Non-indigenous species (NIS) are those that have been transported from their native range through human action into a novel geographic location. The impacts of NIS are well documented and they can pose a severe threat to natural ecological systems, agriculture, biodiversity and human health (Bax et al. 2003; Lovell, Stone & Fernandez 2006; Ricciardi et al. 2013; Mazza et al. 2014). Most marine NIS have spread globally via vectors such as transoceanic shipping, aquaculture, the construction of canals interconnecting large water bodies and capture aquarium industry (Molnar et al. 2008; Nunes et al. 2014). At fine (10s of km) geographical scales, other vectors such as recreational boating significantly enhance the spread and subsequent impact of NIS (Clarke Murray et al. 2011). Along coastal areas, NIS studies have highlighted the importance of monitoring marinas and harbours (Ashton et al. 2006), as these are hotspots of NIS. In these habitats, sessile marine NIS often outcompete native species and dominate artificial hard substrata (Glasby et al. 2007; Dafforn et al. 2009). Marinas and harbours have distinct ecological and physico-chemical conditions compared to the surrounding natural environment (Rivero et al. 2013; Foster et al. 2016). Consequently, there is a need for specific sampling and surveying protocols to study both native and NIS in these ecologically distinct environments.
The detection of NIS has been performed traditionally by surveys standardised by time or by reaching a species discovery asymptote (Ashton et al. 2006; Campbell, Gould & Hewitt 2007; Bishop et al. 2015). Moreover, traditional NIS surveys require expert taxonomic skills that are inherently time consuming and are not typically amenable to automation (Darling et al. 2017). In addition, the results of such surveys reflect only species that are being targeted at the time, with no ability to retrospectively separate erroneously grouped species in light of new discoveries.

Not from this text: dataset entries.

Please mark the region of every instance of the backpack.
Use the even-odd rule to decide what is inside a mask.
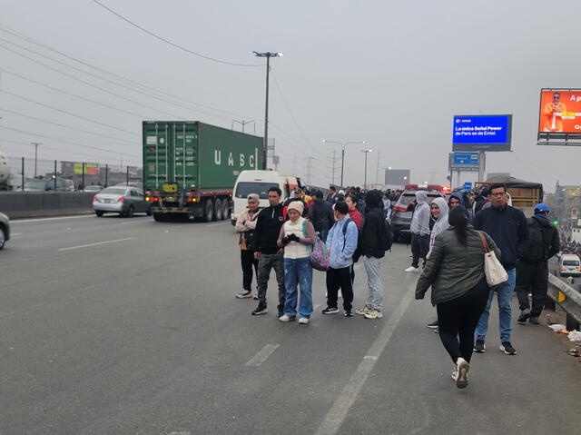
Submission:
[[[544,229],[543,225],[533,218],[527,219],[527,222],[528,223],[528,249],[523,255],[523,260],[527,262],[546,260],[551,244],[550,229]]]

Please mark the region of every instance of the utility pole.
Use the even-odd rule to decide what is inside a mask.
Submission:
[[[266,169],[268,167],[266,163],[266,153],[269,143],[269,75],[271,74],[271,57],[281,57],[282,56],[282,53],[253,53],[257,57],[266,57],[266,104],[264,107],[264,150],[262,151],[262,158],[264,159],[264,169]]]
[[[38,145],[42,145],[42,142],[31,142],[31,145],[34,145],[34,178],[36,178],[36,162],[38,161]]]

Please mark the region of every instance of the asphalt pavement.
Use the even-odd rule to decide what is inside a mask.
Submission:
[[[581,364],[543,326],[487,351],[458,390],[409,251],[384,261],[384,317],[251,316],[229,221],[13,222],[0,252],[2,434],[579,433]],[[273,275],[273,274],[272,274]],[[366,300],[356,266],[355,306]],[[515,306],[515,311],[517,312]]]

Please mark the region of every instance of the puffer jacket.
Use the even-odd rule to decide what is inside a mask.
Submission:
[[[491,251],[500,258],[500,250],[492,238],[482,232]],[[418,284],[416,299],[421,299],[432,286],[432,304],[459,298],[484,278],[484,248],[478,232],[471,225],[467,229],[468,246],[462,246],[453,228],[436,237],[431,254]]]

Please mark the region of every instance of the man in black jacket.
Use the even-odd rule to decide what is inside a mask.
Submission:
[[[309,219],[319,232],[320,240],[327,242],[327,234],[335,223],[335,217],[330,204],[323,201],[323,193],[320,191],[315,192],[315,199],[309,208]]]
[[[381,286],[381,259],[385,251],[380,245],[383,232],[387,231],[383,217],[383,203],[379,191],[367,193],[367,213],[361,229],[359,249],[363,257],[365,272],[367,272],[368,297],[364,308],[355,311],[366,319],[380,319],[383,317],[381,307],[383,302],[383,287]]]
[[[508,205],[507,186],[492,184],[488,192],[491,207],[484,208],[474,217],[474,228],[486,232],[500,249],[500,263],[504,266],[508,281],[490,290],[487,308],[478,321],[476,330],[474,351],[486,351],[484,339],[488,331],[488,316],[495,290],[498,295],[498,316],[500,319],[500,351],[507,355],[516,355],[517,351],[510,342],[512,331],[512,307],[510,302],[515,291],[517,262],[528,249],[528,225],[525,213]]]
[[[261,211],[256,222],[256,235],[258,239],[258,252],[254,253],[258,258],[258,307],[252,311],[252,315],[266,314],[266,289],[271,277],[271,269],[274,269],[276,281],[279,284],[279,317],[283,312],[285,289],[284,289],[284,265],[283,250],[279,248],[277,242],[281,227],[284,223],[281,195],[282,192],[278,187],[269,189],[270,206]]]
[[[548,289],[548,259],[561,249],[559,232],[548,220],[549,208],[546,203],[535,205],[535,215],[528,219],[530,243],[528,251],[517,265],[517,297],[520,308],[518,322],[527,320],[538,324],[538,316],[545,307]],[[528,292],[533,295],[533,309]]]

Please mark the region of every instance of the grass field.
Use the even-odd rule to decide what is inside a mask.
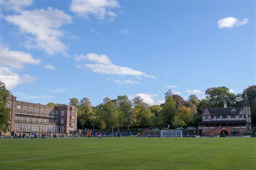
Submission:
[[[256,138],[0,139],[0,169],[255,169]]]

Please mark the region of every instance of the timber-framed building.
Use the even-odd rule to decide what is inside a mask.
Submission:
[[[205,108],[199,123],[202,136],[244,135],[251,129],[251,104],[245,95],[240,107]]]

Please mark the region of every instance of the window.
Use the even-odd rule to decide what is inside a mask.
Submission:
[[[46,110],[46,115],[50,115],[50,109],[47,109]]]
[[[20,105],[17,105],[17,112],[20,112],[21,110],[21,107]]]
[[[30,108],[29,112],[30,112],[30,114],[33,114],[33,108]]]
[[[55,110],[55,116],[58,116],[58,110]]]
[[[28,107],[23,107],[23,112],[24,113],[27,113],[28,112]]]
[[[21,116],[19,116],[19,115],[17,115],[17,116],[16,116],[16,121],[19,121],[19,120],[21,120]]]
[[[36,114],[39,114],[39,108],[36,108]]]
[[[7,107],[8,108],[11,108],[11,102],[8,102],[7,103]]]
[[[40,118],[40,122],[41,123],[44,123],[44,118]]]

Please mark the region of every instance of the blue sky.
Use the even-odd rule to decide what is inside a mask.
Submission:
[[[255,83],[254,1],[0,0],[0,79],[46,104]]]

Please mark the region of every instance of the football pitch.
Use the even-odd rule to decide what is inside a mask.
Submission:
[[[0,169],[255,169],[256,138],[0,139]]]

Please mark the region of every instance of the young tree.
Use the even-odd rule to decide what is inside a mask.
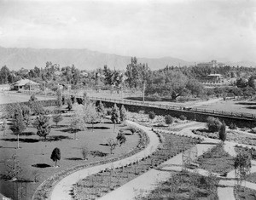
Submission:
[[[99,115],[98,112],[96,111],[96,107],[95,106],[95,104],[90,103],[87,106],[86,106],[86,122],[89,123],[91,123],[92,126],[92,131],[94,131],[94,127],[93,124],[95,123],[96,123],[99,119]]]
[[[3,132],[3,136],[6,136],[7,129],[8,129],[7,120],[3,119],[3,123],[1,125],[1,130]]]
[[[149,111],[148,117],[149,117],[149,119],[154,119],[154,117],[155,117],[154,112]]]
[[[67,110],[70,111],[71,109],[72,109],[72,100],[71,100],[71,98],[68,98],[67,99]]]
[[[166,115],[165,117],[165,120],[166,120],[166,123],[168,124],[168,125],[172,124],[173,123],[173,118],[172,117],[171,115]]]
[[[84,129],[86,128],[85,123],[84,123],[83,120],[83,108],[84,106],[82,105],[78,105],[75,103],[73,105],[73,111],[74,114],[73,117],[71,117],[70,121],[70,129],[72,132],[74,134],[73,139],[77,139],[77,132],[79,129]]]
[[[102,119],[105,117],[106,111],[104,105],[102,103],[102,101],[100,101],[98,106],[96,106],[96,111],[99,113],[100,118]]]
[[[126,110],[125,110],[124,105],[122,105],[121,110],[120,110],[120,120],[121,120],[121,122],[124,122],[125,119],[126,119]]]
[[[214,118],[213,117],[208,117],[207,119],[207,126],[210,132],[219,131],[222,123],[218,118]]]
[[[88,159],[88,155],[89,155],[89,150],[87,148],[86,146],[83,146],[82,150],[81,150],[84,160],[87,160]]]
[[[120,111],[116,104],[113,105],[111,111],[111,121],[114,123],[113,131],[115,129],[115,124],[120,122]]]
[[[108,145],[109,148],[110,148],[110,154],[113,154],[113,150],[114,150],[115,147],[116,147],[116,146],[117,146],[116,140],[114,140],[113,138],[109,138],[108,140]]]
[[[29,106],[27,106],[26,105],[20,105],[21,107],[21,111],[22,111],[22,116],[23,116],[23,119],[24,119],[24,123],[26,124],[26,126],[27,127],[30,124],[30,112],[31,112],[31,109]]]
[[[58,123],[63,120],[63,117],[61,116],[61,113],[57,113],[52,116],[52,121],[56,123],[56,126],[58,126]]]
[[[119,131],[118,133],[118,135],[116,137],[117,141],[119,143],[120,146],[125,143],[126,138],[125,134],[122,131]]]
[[[35,96],[35,94],[32,94],[29,101],[35,101],[35,100],[38,100],[37,97]]]
[[[55,167],[57,167],[57,162],[58,160],[61,160],[61,150],[59,148],[55,148],[52,151],[50,159],[52,159],[53,162],[55,162]]]
[[[17,110],[15,111],[13,123],[10,127],[10,129],[13,131],[14,134],[17,135],[17,149],[19,149],[19,136],[26,129],[26,124],[23,121],[22,111],[20,106],[18,106]]]
[[[45,115],[38,116],[36,118],[35,125],[38,129],[37,134],[39,137],[44,137],[44,140],[46,140],[46,136],[49,134],[51,129],[49,117]]]
[[[62,96],[61,96],[61,91],[60,89],[57,90],[57,106],[61,107],[62,106]]]
[[[223,142],[224,142],[227,139],[226,124],[224,121],[223,121],[221,127],[219,129],[219,131],[218,131],[218,138]]]

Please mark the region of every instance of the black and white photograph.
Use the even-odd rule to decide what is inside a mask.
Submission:
[[[0,0],[0,200],[256,200],[256,0]]]

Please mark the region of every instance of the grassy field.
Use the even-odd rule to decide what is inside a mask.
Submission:
[[[5,163],[13,164],[12,155],[16,154],[16,159],[19,161],[19,166],[22,169],[22,172],[18,175],[19,179],[22,178],[27,182],[27,199],[30,199],[36,188],[42,181],[54,174],[80,164],[89,162],[104,160],[106,158],[123,155],[134,149],[139,140],[139,136],[136,134],[131,134],[126,130],[126,142],[122,146],[118,146],[113,150],[113,155],[111,155],[109,146],[106,145],[108,138],[115,138],[117,133],[113,133],[113,124],[110,121],[106,120],[103,123],[95,124],[94,131],[91,126],[88,126],[85,131],[77,133],[78,140],[73,140],[73,134],[68,131],[69,117],[65,117],[58,127],[53,124],[53,128],[46,141],[41,140],[36,134],[36,129],[29,127],[24,131],[23,136],[20,139],[20,146],[21,149],[17,150],[16,136],[11,134],[9,130],[7,136],[0,136],[0,174],[4,174],[8,167]],[[125,129],[123,125],[116,126],[116,131],[120,129]],[[83,159],[81,148],[86,146],[91,151],[88,160]],[[50,159],[50,155],[55,147],[61,150],[61,158],[58,163],[59,168],[55,168],[55,163]],[[94,151],[94,154],[93,154]],[[101,154],[107,156],[102,157]],[[33,183],[35,174],[38,174],[39,181]],[[12,197],[14,183],[0,180],[0,193]]]
[[[25,102],[28,101],[30,99],[29,94],[17,93],[17,92],[5,92],[5,93],[0,93],[0,104],[8,104],[8,103],[17,103],[17,102]],[[50,96],[39,96],[36,95],[38,100],[54,100],[55,97]]]

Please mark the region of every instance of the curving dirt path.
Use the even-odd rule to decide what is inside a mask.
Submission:
[[[150,155],[152,152],[154,152],[159,144],[159,138],[158,136],[151,130],[150,128],[143,127],[141,126],[136,123],[131,122],[127,120],[127,123],[131,125],[134,125],[138,127],[141,129],[143,129],[147,134],[148,136],[149,137],[149,144],[148,146],[141,151],[140,152],[124,158],[119,161],[116,161],[113,163],[103,164],[103,165],[98,165],[98,166],[94,166],[91,168],[88,169],[84,169],[81,170],[79,170],[75,173],[73,173],[64,179],[62,179],[60,182],[57,183],[57,185],[53,188],[53,191],[50,194],[49,199],[52,200],[68,200],[72,199],[72,197],[70,195],[70,191],[73,188],[73,185],[77,183],[79,180],[85,178],[88,175],[96,174],[99,171],[105,169],[107,168],[112,168],[112,167],[121,167],[123,165],[131,163],[134,161],[137,161],[139,159],[142,159],[144,157],[147,157],[148,155]]]

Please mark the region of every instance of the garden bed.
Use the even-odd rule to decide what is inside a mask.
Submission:
[[[221,143],[200,156],[196,163],[200,169],[220,174],[227,174],[234,169],[234,157],[224,150]]]
[[[143,130],[140,130],[137,133],[140,136],[140,140],[137,147],[133,149],[131,151],[125,155],[121,155],[119,157],[112,157],[109,159],[105,159],[98,162],[89,163],[71,169],[67,169],[66,170],[62,170],[60,173],[57,173],[55,175],[44,180],[43,184],[41,184],[40,186],[38,188],[37,191],[35,192],[33,199],[37,200],[37,199],[48,198],[52,188],[56,185],[56,183],[72,173],[81,170],[83,169],[90,168],[96,165],[102,165],[108,163],[113,163],[118,160],[121,160],[124,159],[125,157],[131,157],[139,152],[148,146],[148,144],[149,143],[149,138],[147,135],[147,134]]]
[[[246,200],[255,200],[256,191],[243,186],[236,186],[234,189],[234,195],[236,200],[246,199]]]
[[[182,171],[146,196],[142,192],[136,199],[217,199],[218,182],[218,179],[211,174],[206,177]]]
[[[79,180],[73,186],[73,198],[94,199],[102,197],[200,142],[200,140],[197,139],[181,137],[166,133],[159,133],[159,137],[164,138],[164,140],[161,139],[163,143],[151,156],[120,168],[106,169]]]
[[[193,133],[207,138],[218,139],[218,132],[212,133],[209,132],[207,129],[193,130]],[[246,134],[237,133],[235,130],[228,130],[226,140],[240,144],[255,146],[256,147],[256,135],[248,135]]]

This is particularly important considering that between 9,000-35,000 marine species (2.7% of the total number of estimated marine species) are cryptic (i.e., morphologically similar but genetically distinct) (Appeltans et al. 2012). Indeed, many common global sessile marine invaders are morphologically indistinguishable and contain cryptic lineages as revealed by genetic studies, highlighting the need for the use of genetic tools to accurately assess species invasions (Pérez-Portela et al. 2013; Rius et al. 2017). The use of eDNA as monitoring tool of NIS has great potential, mainly because it tackles limitations of the existing biodiversity monitoring tools.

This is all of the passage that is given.